Last Saturday, I was at a wedding event that sentenced a close buddy to life imprisonment in marriage. Is my mantelligence narrow, or has anyone else ever realized that only the married squirrels hurl themselves under cars’ wheels?
Well, at a wedding where the only person who knows you is the groom – with whom we’ve been buddies in campus – banter can be such a nightmare. It’s worse when the ceremony is an invite-only one.
Picture this; paired up couples all over the place, plastic smiles and no Wi-Fi. Some situations make you discover how you’re too single for weddings. Well, there was this one who offered me a seat near her, at the reception. However, she looked like just being polite; no intentions of being friends. From there it was a downward spiral into that familiar smorgasbord of silent awkwardness with her until I recognized her from her personal Facebook page. Quite active on social media, I remembered posts on her personal affairs that she publicly shared on social media.

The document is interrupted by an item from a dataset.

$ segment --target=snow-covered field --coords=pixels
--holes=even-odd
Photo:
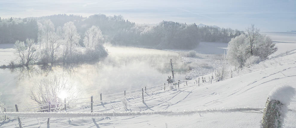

Wait. We’d even had a chat on Messenger the previous week. She knew I’d battled writer’s block sometime in the past by making short notes off a book on baby names. On the other hand, I knew how she hates the government – she is so poor at telling lies, ‘why couldn’t she learn from her beau’? Suddenly we had something in common; that same thing we hate.

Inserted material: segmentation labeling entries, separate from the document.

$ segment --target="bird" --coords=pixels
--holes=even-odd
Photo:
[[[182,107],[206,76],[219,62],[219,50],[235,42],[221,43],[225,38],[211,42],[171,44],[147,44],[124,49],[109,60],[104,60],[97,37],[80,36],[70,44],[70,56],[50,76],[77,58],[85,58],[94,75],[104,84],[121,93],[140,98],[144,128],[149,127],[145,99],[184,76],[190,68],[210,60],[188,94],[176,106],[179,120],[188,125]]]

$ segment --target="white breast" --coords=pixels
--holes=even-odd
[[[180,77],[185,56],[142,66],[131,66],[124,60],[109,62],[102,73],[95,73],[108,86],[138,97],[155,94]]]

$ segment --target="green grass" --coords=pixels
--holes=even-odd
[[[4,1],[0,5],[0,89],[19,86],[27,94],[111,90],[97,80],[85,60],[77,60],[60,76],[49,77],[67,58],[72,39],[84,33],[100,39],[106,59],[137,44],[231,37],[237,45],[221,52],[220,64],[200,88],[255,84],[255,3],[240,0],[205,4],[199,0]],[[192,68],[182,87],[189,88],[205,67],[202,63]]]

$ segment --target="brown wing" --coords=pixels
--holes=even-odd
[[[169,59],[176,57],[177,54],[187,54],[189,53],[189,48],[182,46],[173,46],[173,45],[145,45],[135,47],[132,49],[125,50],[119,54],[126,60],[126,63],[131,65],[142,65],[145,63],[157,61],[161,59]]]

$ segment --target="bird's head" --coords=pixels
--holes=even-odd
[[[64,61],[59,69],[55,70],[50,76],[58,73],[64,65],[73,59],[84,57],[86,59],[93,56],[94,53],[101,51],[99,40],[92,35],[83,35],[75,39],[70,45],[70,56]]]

Yet, since I sat there with that ‘stranger’, I’ve thought of how social media has greatly changed the way we view strangers. Parents of teens these days are worried about two things: what their sons download and what their daughters upload. We share so much about ourselves subconsciously to strangers online. That stretches from what I think of the weather on Facebook to the other extreme of photos of your supper on Instagram. I accept that it’s debatable how I think photos of body parts and fake eyebrows are less gross than those of your untouched food. But that’s topic for the other day.
Either way, going by the testimony of my barber, using the right emojis can turn online strangers into friends as miraculously as Jesus turned water into wine at a broke groom’s wedding. I’ve also witnessed people blossom from strangers to couples. I’ve even watched some degenerate from social media stagger into the friend zone too. After all, strangers are friends waiting to happen. Then they become friends, and then we look for more strangers and the cycle continues…
Some have even made it a profession. A strange-preneur is the business of getting the attention of strangers on social media and even planning strange things with them. Like street protests, health bill fund-raisings and house parties. Social media on the same vein is the strange part of media. That’s me leaving you with something to think about.
Otherwise, like your mama always said, ‘take care’. You can talk to strangers. Everyone is trying to sell you something. That includes me too.